La CSMF appelle, en outre, à redéfinir la carte hospitalière et la carte sanitaire des services d'urgences. 

La Conf' consacre le deuxième axe de ses propositions à la formation. D'abord, elle plaide pour universitariser l'internat, avançant que, selon l'Insee, la moitié des médecins exercent à moins de 43 kilomètres de leur université d'internat. Le syndicat défend par ailleurs la proposition formulée par la Conférence des doyens des facultés de médecine de créer un statut d'assistant territorial, qui s'adresserait aux jeunes médecins qui viennent de terminer leur cursus et donnerait droit "à un échelon plus élevé dans l'échelon des praticiens hospitaliers" ou à "un espace de liberté tarifaire solvabilisé" par les organismes complémentaires d'assurance maladie. La CSMF milite également pour l'obligation pour les internes de réaliser deux stages en libéral, un en début d'internat, et un autre au stade de docteur junior, pour toutes les spécialités. Le syndicat appelle également à accentuer le travail des commissions de qualification pour les praticiens à diplôme hors UE (Padhue), "sous l'égide des CNP et du Cnom". Car, à l'heure actuelle, "le statut des Padhue n'est pas digne dans beaucoup d'endroits". 

Il convient par ailleurs de permettre à ces jeunes étudiants français partis faire leurs études de médecine dans d'autres pays de l'Union européenne de "revenir plus facilement" poursuivre leur cycle de formation dans l'Hexagone, a soutenu le Dr Devulder. Leur nombre n'est pas négligeable, a-t-il avancé, "5000 de nos étudiants qui font médecine en dehors de chez nous". 

Troisième axe de travail identifié par la CSMF : la simplification du système. L'enjeu est, en effet, de libérer du temps médical. Ainsi, le syndicat soutient l'auto-déclaration des arrêts de travail de courte durée, "comme on l'a fait durant le Covid", et des arrêts pour enfant malade. Il convient également de "ne réserver les prescriptions de transport qu'au seul transport médical". Enfin, sur ce volet, la CSMF suggère de favoriser l'e-prescription et de supprimer les formulaires "inutiles", comme celui pour les analogues GLP-1, contre lequel le syndicat a appelé au boycott. 
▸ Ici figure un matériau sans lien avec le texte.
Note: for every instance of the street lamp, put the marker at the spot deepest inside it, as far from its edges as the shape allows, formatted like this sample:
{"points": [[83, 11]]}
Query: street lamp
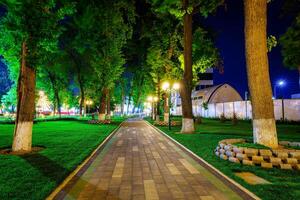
{"points": [[89, 103], [280, 83], [169, 88]]}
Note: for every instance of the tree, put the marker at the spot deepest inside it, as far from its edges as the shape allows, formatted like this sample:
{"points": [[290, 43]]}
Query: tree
{"points": [[264, 127], [290, 40], [184, 11], [31, 28]]}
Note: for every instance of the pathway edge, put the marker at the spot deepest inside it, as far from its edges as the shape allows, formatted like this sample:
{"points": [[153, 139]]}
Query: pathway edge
{"points": [[228, 181], [81, 165]]}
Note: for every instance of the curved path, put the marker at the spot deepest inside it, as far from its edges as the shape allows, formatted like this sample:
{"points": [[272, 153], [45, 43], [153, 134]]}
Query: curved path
{"points": [[138, 162]]}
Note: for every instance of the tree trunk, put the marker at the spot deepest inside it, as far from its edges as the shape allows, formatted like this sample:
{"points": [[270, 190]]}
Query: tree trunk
{"points": [[264, 127], [102, 108], [123, 100], [299, 76], [82, 95], [186, 90], [166, 108], [58, 102], [158, 102], [108, 105], [22, 139]]}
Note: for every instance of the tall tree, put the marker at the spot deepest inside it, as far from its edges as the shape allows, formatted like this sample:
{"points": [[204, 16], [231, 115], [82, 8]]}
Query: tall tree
{"points": [[32, 29], [264, 127], [184, 11]]}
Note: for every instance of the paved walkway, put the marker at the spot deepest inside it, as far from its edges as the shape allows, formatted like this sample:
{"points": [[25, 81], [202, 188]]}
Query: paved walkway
{"points": [[140, 163]]}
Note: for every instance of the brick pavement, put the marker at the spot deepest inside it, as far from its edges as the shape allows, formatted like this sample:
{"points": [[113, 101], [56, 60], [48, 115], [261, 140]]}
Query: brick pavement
{"points": [[140, 163]]}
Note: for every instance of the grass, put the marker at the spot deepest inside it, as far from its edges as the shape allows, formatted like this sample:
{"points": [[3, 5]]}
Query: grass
{"points": [[285, 183], [67, 144]]}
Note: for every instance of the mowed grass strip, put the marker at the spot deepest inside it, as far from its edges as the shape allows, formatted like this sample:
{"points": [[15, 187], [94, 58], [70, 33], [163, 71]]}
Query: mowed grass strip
{"points": [[67, 144], [285, 183]]}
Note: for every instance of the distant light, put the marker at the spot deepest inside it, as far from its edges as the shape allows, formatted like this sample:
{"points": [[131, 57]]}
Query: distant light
{"points": [[281, 83], [176, 86], [150, 98], [166, 85]]}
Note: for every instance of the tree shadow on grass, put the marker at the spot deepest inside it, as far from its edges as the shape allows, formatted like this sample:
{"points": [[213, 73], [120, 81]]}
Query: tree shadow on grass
{"points": [[46, 166]]}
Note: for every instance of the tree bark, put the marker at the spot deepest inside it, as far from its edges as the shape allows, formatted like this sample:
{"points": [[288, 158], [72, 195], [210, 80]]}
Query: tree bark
{"points": [[158, 102], [108, 116], [82, 95], [264, 127], [102, 109], [166, 107], [186, 89], [22, 140], [58, 101], [299, 76]]}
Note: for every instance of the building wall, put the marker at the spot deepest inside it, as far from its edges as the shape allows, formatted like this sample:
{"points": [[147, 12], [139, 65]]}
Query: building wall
{"points": [[287, 108]]}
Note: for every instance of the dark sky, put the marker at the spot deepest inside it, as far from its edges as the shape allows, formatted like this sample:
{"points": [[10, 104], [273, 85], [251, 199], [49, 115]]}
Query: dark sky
{"points": [[229, 25]]}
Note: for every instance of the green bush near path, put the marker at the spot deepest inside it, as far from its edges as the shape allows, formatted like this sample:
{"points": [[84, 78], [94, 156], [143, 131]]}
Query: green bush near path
{"points": [[285, 183], [67, 144]]}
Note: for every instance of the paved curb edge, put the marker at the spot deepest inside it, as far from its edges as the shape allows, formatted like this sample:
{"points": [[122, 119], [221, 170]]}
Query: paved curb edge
{"points": [[60, 187], [245, 193]]}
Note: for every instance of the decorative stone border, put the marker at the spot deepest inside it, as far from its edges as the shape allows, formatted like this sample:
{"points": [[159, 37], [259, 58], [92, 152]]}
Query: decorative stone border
{"points": [[266, 158], [107, 121]]}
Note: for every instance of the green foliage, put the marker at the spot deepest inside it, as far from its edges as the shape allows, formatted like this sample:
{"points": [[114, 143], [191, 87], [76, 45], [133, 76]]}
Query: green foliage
{"points": [[271, 42], [67, 144]]}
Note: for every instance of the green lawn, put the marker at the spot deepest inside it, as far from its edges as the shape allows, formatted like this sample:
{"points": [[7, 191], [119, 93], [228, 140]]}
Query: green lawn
{"points": [[285, 184], [67, 144]]}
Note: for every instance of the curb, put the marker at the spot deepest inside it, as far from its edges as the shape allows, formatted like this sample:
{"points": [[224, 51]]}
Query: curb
{"points": [[242, 191], [79, 168]]}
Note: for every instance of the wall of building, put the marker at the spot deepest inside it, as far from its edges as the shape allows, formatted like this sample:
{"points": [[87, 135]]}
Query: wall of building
{"points": [[289, 109]]}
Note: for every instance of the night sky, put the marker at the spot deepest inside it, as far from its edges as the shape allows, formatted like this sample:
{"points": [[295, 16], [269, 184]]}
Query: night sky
{"points": [[229, 24]]}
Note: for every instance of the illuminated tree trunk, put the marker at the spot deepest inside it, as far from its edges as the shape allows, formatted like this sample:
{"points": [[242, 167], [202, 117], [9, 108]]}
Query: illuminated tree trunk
{"points": [[58, 102], [22, 139], [108, 105], [158, 102], [264, 127], [103, 101], [166, 108], [82, 95], [186, 89]]}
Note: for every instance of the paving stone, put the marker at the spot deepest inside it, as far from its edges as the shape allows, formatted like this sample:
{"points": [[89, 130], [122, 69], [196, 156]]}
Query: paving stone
{"points": [[257, 159], [140, 164], [266, 165]]}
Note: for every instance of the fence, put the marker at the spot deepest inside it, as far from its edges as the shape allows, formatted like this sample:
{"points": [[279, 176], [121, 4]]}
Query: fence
{"points": [[287, 109]]}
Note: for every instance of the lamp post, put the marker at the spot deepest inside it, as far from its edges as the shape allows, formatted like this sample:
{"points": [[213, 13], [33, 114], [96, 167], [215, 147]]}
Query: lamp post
{"points": [[280, 83], [150, 99], [169, 88], [88, 103]]}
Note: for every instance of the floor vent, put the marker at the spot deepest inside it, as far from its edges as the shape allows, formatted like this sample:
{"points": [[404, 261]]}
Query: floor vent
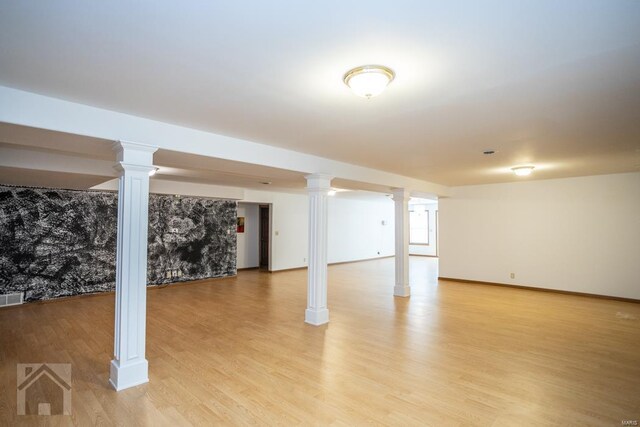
{"points": [[11, 299]]}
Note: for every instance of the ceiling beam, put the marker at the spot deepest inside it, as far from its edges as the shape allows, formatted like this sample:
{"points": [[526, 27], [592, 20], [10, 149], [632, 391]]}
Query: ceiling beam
{"points": [[33, 110]]}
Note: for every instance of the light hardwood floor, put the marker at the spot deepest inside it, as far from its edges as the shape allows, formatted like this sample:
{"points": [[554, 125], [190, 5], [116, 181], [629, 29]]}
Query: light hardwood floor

Pour améliorer l'accès aux soins, le syndicat mise par ailleurs sur une coopération accrue avec les autres professions de santé, soutenant le déploiement des assistants médicaux et des infirmières en pratique avancée, qui permettent d'augmenter la patientèle et les files actives. Mais cette coopération "doit se faire dans le cadre d'un exercice coordonné protocolisé", insiste le syndicat. "La délégation de tâche ne doit entraîner aucune perte de chance pour le patient." Enfin, la CSMF concède qu'il faut "accentuer les engagements collectifs de qualité et de pertinence", et souhaite que l'engagement "individuel" soit valorisé. Il apparaît, en outre, nécessaire de responsabiliser les patients "sur les politiques de prévention et le respect du parcours de soins", et de valoriser la prévention dans l'exercice médical.